To make the EU even more attractive for business, the European institutions have recently reached a provisional agreement on reforms to modernize the European trademark law system.
After two years of discussions, the institutions agreed to a trademark reform package consisting of two documents: a proposed Directive to amend the national trademark laws of the member states, and a proposed Regulation to amend existing CTM practices. These proposals, which incorporate principles from recent decisions by the Court of Justice of the European Union (CJEU), are intended to create a more efficient and successful legal framework.
For brand owners, it is important to understand the proposed trademark reforms and anticipate both the challenges and the opportunities that they will present. Some of the key changes of EU trademark reform will include
- Terminology: The Office for Harmonization in the Internal Market (OHIM) will become the "European Intellectual Property Office" (EU IPO), and the current "Community Trademark" (CTM) will be replaced by the "European Union Trademark" (EUTM).

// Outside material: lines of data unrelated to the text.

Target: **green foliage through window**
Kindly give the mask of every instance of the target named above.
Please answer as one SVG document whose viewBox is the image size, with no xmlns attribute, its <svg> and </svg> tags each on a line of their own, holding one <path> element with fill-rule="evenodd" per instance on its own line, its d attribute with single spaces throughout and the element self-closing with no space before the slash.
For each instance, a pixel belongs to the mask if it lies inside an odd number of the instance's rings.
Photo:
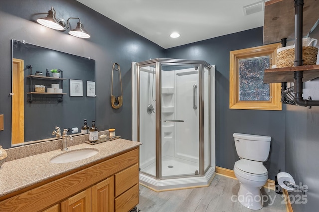
<svg viewBox="0 0 319 212">
<path fill-rule="evenodd" d="M 239 101 L 269 101 L 269 84 L 264 84 L 264 70 L 269 56 L 239 60 Z"/>
</svg>

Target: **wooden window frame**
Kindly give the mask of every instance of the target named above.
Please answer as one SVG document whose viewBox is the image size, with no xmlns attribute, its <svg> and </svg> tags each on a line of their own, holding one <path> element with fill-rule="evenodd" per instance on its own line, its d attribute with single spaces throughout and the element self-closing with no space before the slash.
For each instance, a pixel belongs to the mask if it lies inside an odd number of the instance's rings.
<svg viewBox="0 0 319 212">
<path fill-rule="evenodd" d="M 280 83 L 271 83 L 269 101 L 239 101 L 239 60 L 270 56 L 270 64 L 276 64 L 280 43 L 269 44 L 230 52 L 229 108 L 244 110 L 281 110 Z"/>
</svg>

- Transit of infringing goods: It will be easier for brand owners to prevent third parties from bringing counterfeit/infringing goods (i.e., goods bearing a trademark that is identical to a registered EUTM for those goods) from non-EU countries into the customs territory of the EU, regardless of whether the goods are intended for release for free circulation within the EU territory.
- Designation and classification of goods and services for the purpose of registering trademarks: In order to comply with the CJEU’s ruling in case C-307/10 Chartered Institute of Patent Attorneys (better known by the name of the trademark applied for in that case, IP TRANSLATOR), and in conformity with the international classification established by the Nice Agreement, the process for designating and classifying goods and services will be revised. It will no longer be possible to simply use Class Headings to cover all goods and services that fall within that class. Instead, brand owners will need to specify the particular goods and services for which registration is sought. Brand owners who applied for Community trademarks before June 22, 2012 (the date on which the OHIM classification practice changed as a result of the "IP TRANSLATOR" case) and whose trademarks cover an entire Nice Class Heading will have six (6) months to specify which goods or services from the Nice alphabetical list they intended for their trademark to cover.
- Protectable subject matter: The EUTM will no longer require a "graphic representation" for trademarks that can otherwise be described in a clear and precise manner. The scope of trademarks will be broadened to include colors or sounds, and a new system of certification marks will also be introduced. Unlike the United States trademark system, the reformed EU trademark system will not permit elements of EUTM to be disclaimed.
- Absolute grounds for refusal: The reformed trademark system will prohibit registration of an EUTM if the mark exclusively consists of the shape or other characteristics that result from the nature of the goods themselves. Registration of an EUTM will also be prohibited on the basis of pre-existing traditional terms for wine and designated specialties, as well as pre-existing plant varieties.
- Relative grounds for refusal: Designations of origin and geographical indications will be an independent basis for opposing registration of an EUTM.
- Significant level of protection for geographical designations: The reformed trademark system will protect appellations and similar geographical designations against misuse, imitation, or evocation and also against use in a manner that would be detrimental, or unduly exploitative.
- Implementation of administrative procedures by the national offices: Member states will have seven years to implement administrative procedures for both revocation and invalidity proceedings at the national level that are similar to those developed at the EU level.
- New fees: The implementation of a "one-class-per-fee" system will result in a slight reduction in the application cost for an EUTM covering all 28 member states, and renewal fees will be reduced by up to 37 percent. However, the prices will still be higher than the three options for filing applications through the U.S. Trademark Electronic Application System.
Because the revised EU trademark Directive and Regulation have already been adopted by the EU institutions, no substantial modifications are expected before approval and implementation. The final versions will likely be approved after the summer holidays, and the EU trademark reform package will take effect 90 days after its publication, i.e., by the end of 2015. After publication, EU member states will then have three years to incorporate the provisions of the Directive into national law.
Brand owners should begin taking these reforms into account with regard to their existing and planned European trademarks.